What you''ve quoted is about the implementation of Lisp. Unfortunately, I earlier used the word `development'' where I really meant `design''. There is something about what McCarthy was designing in the document you linked to:
quote:
Apart from consulting on the geometry program, my own research in artificial intelligence was proceeding along the lines that led to the Advice Taker proposal in 1958 (McCarthy 1959). This involved representing information about the world by sentences in a suitable formal language and a reasoning program that would decide what to do by making logical inferences. Representing sentences by list structure seemed appropriate - it still is - and a list processing language also seemed appropriate for programming the operations involved in deduction - and still is.

However, this is all circumstancial. Intimate knowledge of the IBM 704 will not help you write good Lisp programs, just as intimate knowledge of the IBM 80x86 will not help you write well-structured C++ programs.
The design and implementation of a programming language are completely separate beasts. It''s why most compilers are written with a front-end and a back-end. The front-end doesn''t give two shits about the final architecture that the code will be running on. It''s more worried about the syntax and semantics of the language.

A programming language is ultimately just a method of describing actions and the decision path used to perform those actions. There''s no need to clutter up the design of a good language with details about specific hardware architecture. Let compiler writers deal with that.
daerid@gmail.com
daerid, that is one of many strategies. For some languages, it makes sense to note the hardware it runs on. e.g. occam2 runs on an INTUOS chip because of its parallel processing features.
quote:Original post by flangazor
daerid, that is one of many strategies.


No, it is THE Staategy in the last years. You astand against the industry - who is smarter?

quote:For some languages, it makes sense to note the hardware it runs on. e.g. occam2 runs on an INTUOS chip because of its parallel processing features.


Which is perfect in the BACKEND. Once you have verified that the syntax is correct, have built your syntax node graph, have made the optimisations on it that you CAN (dead code elimination, taking precomputes out of a loop, for example).

THEN you start bothering about tha hardware.

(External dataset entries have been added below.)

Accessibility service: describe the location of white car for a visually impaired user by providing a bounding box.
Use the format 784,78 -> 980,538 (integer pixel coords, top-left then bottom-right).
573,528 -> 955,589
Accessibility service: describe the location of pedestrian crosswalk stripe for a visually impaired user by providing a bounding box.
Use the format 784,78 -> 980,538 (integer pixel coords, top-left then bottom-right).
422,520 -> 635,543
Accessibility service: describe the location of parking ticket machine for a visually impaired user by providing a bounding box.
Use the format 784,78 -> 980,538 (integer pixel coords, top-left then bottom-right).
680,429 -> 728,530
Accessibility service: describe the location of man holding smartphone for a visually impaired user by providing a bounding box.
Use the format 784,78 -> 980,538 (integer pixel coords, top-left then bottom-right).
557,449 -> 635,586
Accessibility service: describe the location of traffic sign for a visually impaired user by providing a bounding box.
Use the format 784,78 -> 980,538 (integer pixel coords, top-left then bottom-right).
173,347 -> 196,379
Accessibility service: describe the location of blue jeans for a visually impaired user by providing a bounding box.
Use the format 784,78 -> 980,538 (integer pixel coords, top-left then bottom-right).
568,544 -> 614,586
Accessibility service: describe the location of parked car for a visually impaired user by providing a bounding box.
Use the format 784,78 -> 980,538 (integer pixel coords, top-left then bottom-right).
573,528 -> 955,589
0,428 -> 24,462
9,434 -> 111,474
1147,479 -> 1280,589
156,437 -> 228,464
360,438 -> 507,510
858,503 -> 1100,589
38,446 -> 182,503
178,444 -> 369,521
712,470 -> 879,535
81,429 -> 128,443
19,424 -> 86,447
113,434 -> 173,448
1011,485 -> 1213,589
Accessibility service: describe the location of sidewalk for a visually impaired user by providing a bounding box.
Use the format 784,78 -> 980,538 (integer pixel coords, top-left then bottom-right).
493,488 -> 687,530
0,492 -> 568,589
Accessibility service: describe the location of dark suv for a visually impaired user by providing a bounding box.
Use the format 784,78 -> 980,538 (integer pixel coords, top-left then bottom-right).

The hardware, parallel or not, is not at all interesting as long as you dont even know the syntax is correct. And once you get into generating the machine code and optimising the stuff, you dont want to deal with test files to parse anymore.


RegardsThomas TomiczekTHONA Consulting Ltd.(Microsoft MVP C#/.NET)
quote:No, it is THE Staategy in the last years. You astand against the industry - who is smarter?
Good one. (It was a joke, right?)

quote:The hardware, parallel or not, is not at all interesting as long as you dont even know the syntax is correct. And once you get into generating the machine code and optimising the stuff, you dont want to deal with test files to parse anymore.

We are discussing language design versus implementation. This is not a discussion of compiler construction strategies. Obviously a retargetable compiler is a nice thing for retargetable languages. My beef is which daeride''s seeming assertion that all languages should be retargetable. This is flawed thinking in my opinion.

It doesn''t help making a parallel language on hardware that offers nothing to make such a language useful. Such a language should/would be designed for hardware that supports such features.
I wouldn''t go so far as to say that all languages should be retargetable.

x86 assembly, for example, is a language which isn''t, and by definition, can''t be.

However, a general purpose programming language should most definitely NOT be designed around a specific hardware structure.
daerid@gmail.com
Bah, it depends on the kind of feature that you want. If optimization is a prime concern, I agree with flangaznor.

And, to some extent, it can be argued that a lot of languages were designed with the hardware in mind. If C or C++ are not garbage-collected, it is because of hardware concerns, isn''t it (i.e.: processors weren''t fast enough).